Las familias desalojadas de sus hogares por la violencia en Darfur necesitan alojamiento, así como acceso a alimentos, agua y medios de subsistencia. Foto por Scott LeFevre/CRS

En áreas devastadas por desastres naturales y guerras, CRS se halla frecuentemente entre los primeros que llegan al terreno proporcionando agua, alimento, alojamiento, protección contra abusos y respuesta a otras necesidades básicas. Pero nuestro trabajo no se detiene ahí, especialmente en tiempos de guerra o cuando ocurren desastres en zonas de conflicto. Al momento de ofrecer asistencia de emergencia, también enfocamos las raíces del conflicto y ayudamos a las comunidades en la búsqueda de cambios duraderos y de la paz.

Hambre

Millones de personas en diferentes partes del mundo se ven imposibilitados de satisfacer sus necesidades básicas diarias. CRS adopta un enfoque múltiple en el combate al hambre crónica y la pobreza. Abordamos una combinación de aspectos urgentes mitigando el hambre, desarrollando la agricultura, mejorando el agua y saneamiento, desarrollando opciones de empleo sustentables, ofreciendo microfinanzas para apoyar los pequeños negocios, y proporcionando programas de bienestar social a aquellos que carecen de otros medios de sustento.

Educación

Ninguna mejora duradera en las vidas de los pobres puede lograrse sin educación. El acceso a la educación para todos, particularmente niñas y mujeres, así como la mejoría de la calidad de la educación, son componentes claves del trabajo de CRS. Igualmente importante es la participación de la comunidad en la educación, sin lo cual un cambio positivo a largo plazo es inalcanzable.

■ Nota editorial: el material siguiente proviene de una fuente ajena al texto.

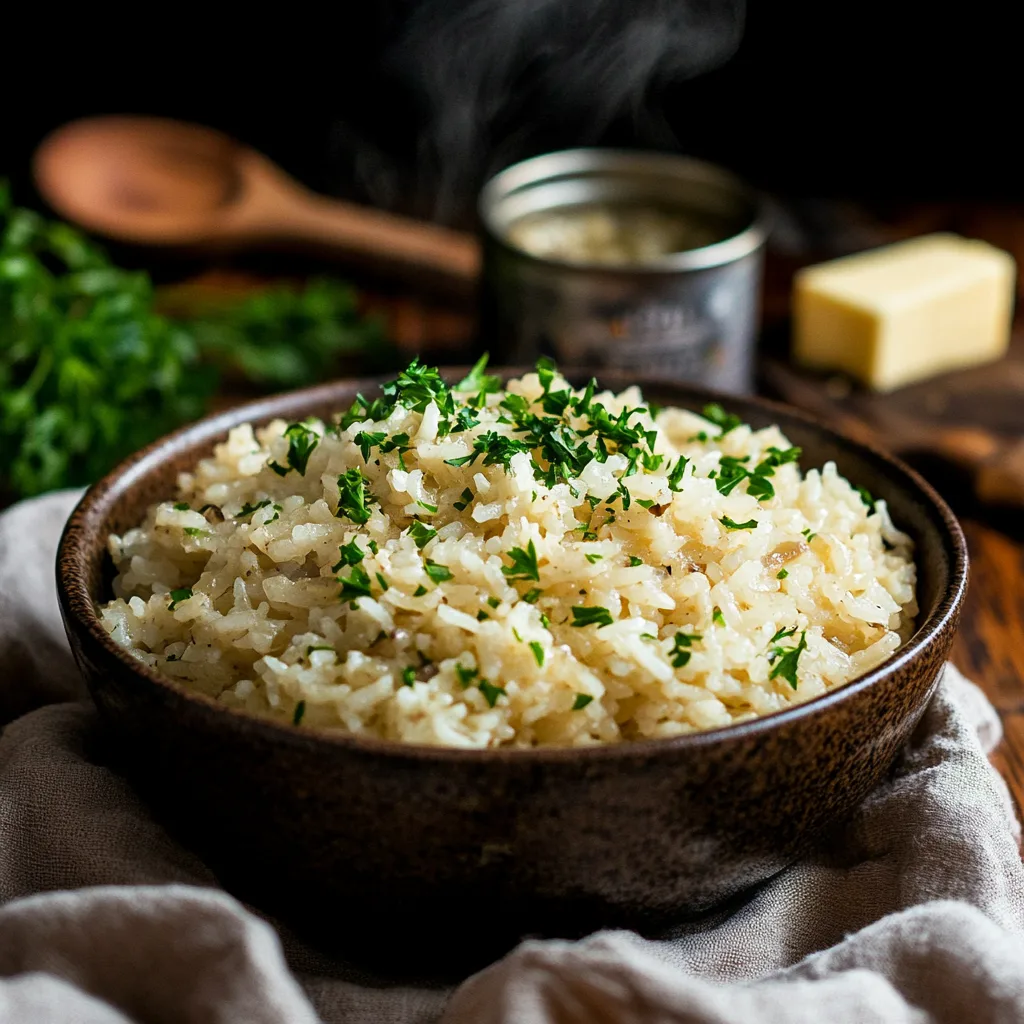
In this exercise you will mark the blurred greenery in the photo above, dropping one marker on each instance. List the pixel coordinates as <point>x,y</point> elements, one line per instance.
<point>89,373</point>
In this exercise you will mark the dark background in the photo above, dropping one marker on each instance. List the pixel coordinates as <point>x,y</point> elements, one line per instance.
<point>824,99</point>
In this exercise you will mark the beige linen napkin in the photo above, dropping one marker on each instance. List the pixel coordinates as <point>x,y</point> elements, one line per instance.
<point>913,911</point>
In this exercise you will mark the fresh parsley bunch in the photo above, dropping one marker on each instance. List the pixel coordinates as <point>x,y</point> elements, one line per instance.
<point>88,372</point>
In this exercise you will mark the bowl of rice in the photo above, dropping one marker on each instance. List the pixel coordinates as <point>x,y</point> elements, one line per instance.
<point>511,650</point>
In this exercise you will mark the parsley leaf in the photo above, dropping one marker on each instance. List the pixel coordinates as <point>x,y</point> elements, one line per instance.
<point>437,572</point>
<point>730,524</point>
<point>680,654</point>
<point>351,554</point>
<point>523,564</point>
<point>352,499</point>
<point>491,692</point>
<point>786,658</point>
<point>583,615</point>
<point>302,440</point>
<point>355,585</point>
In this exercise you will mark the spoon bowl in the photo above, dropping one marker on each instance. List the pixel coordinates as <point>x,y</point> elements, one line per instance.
<point>155,181</point>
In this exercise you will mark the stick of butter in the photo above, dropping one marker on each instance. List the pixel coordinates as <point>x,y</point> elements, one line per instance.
<point>906,311</point>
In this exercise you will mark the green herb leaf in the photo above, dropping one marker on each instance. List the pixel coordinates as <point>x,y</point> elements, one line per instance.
<point>680,653</point>
<point>491,692</point>
<point>523,564</point>
<point>302,441</point>
<point>353,501</point>
<point>355,585</point>
<point>466,676</point>
<point>421,534</point>
<point>583,615</point>
<point>351,554</point>
<point>439,573</point>
<point>730,524</point>
<point>785,659</point>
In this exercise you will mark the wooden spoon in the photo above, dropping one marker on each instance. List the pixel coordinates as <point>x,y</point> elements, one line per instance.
<point>166,182</point>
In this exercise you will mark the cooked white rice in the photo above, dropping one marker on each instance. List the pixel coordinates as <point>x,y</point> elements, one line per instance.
<point>708,624</point>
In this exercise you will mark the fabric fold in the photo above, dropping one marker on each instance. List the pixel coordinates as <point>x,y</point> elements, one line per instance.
<point>910,911</point>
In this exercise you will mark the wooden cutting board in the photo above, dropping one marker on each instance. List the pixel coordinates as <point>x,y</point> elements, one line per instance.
<point>964,429</point>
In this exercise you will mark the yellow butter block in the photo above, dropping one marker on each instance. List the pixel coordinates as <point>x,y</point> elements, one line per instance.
<point>906,311</point>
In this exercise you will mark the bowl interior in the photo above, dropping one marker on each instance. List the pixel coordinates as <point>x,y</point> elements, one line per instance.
<point>120,501</point>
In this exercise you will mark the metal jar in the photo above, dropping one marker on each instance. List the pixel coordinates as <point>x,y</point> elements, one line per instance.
<point>690,315</point>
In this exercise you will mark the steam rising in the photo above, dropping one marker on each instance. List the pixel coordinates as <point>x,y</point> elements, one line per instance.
<point>500,80</point>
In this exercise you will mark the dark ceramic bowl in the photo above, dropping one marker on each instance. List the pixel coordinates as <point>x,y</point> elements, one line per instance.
<point>327,828</point>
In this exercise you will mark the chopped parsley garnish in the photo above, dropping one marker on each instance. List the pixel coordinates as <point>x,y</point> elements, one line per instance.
<point>491,692</point>
<point>726,421</point>
<point>421,534</point>
<point>437,572</point>
<point>301,442</point>
<point>680,653</point>
<point>583,615</point>
<point>248,509</point>
<point>353,501</point>
<point>523,564</point>
<point>351,554</point>
<point>466,676</point>
<point>731,524</point>
<point>355,585</point>
<point>784,659</point>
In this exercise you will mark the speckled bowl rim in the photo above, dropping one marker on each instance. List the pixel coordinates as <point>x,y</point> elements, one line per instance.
<point>81,616</point>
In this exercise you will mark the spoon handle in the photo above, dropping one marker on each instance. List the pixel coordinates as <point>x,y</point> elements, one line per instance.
<point>413,249</point>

A teacher and his students

CRS promueve las oportunidades educativas para niños marginados, mejoría de la calidad de la educación y participación de la comunidad en la misma. Foto por Jim Stipe/CRS

Salud

En gran parte del mundo en desarrollo la gente tiene poco acceso a los servicios de salud: carencia de clínicas, hospitales, médicos y medicinas. En áreas remotas y abandonadas, CRS establece sistemas de salud comunitarios que ofrecen a las personas las herramientas necesarias para administrar sus necesidades en materia de salud. Estos programas se concentran en cuidar a los afectados por el VIH y el sida; reducir la mortalidad infantil, especialmente entre niños huérfanos y vulnerables; desarrollar sistemas de agua y saneamiento apropiados; mejorar la nutrición; y avanzar la salud maternal e infantil.

Paz

La manera como proporcionamos ayuda de emergencia y asistencia al desarrollo puede evitar o transformar conflictos. La construcción de la paz, por tanto, está en el corazón de todo lo que hacemos. La resolución de conflictos, la educación y la prevención son parte integral de nuestro trabajo. También lo es el fortalecimiento de la sociedad civil mediante las organizaciones cívicas que ayudan a las comunidades a abogar colectivamente por sus necesidades. Esto alienta el buen gobierno y obliga a las autoridades a rendir cuentas al pueblo. Así, tragedias como la trata de personas pueden ser frenadas y los más vulnerables reciben la protección que necesitan.

Ayuda en casa

CRS sirve a los pobres y vulnerables en el extranjero. Aquí en casa, trabajamos para que los católicos estadounidenses pongan su fe en acción, animándolos a abogar por cambios que desarraiguen las injustas estructuras que limitan las vidas de los pobres y perpetúan la pobreza, los conflictos y las desigualdades. Nuestros programas educan a los católicos de Estados Unidos acerca de las causas del hambre, los ayuda a fomentar la justicia económica mediante el consumo a conciencia, así como construir justicia y paz en el mundo levantando sus voces en los pasillos de los centros de gobierno de Estados Unidos y de los organismos internacionales.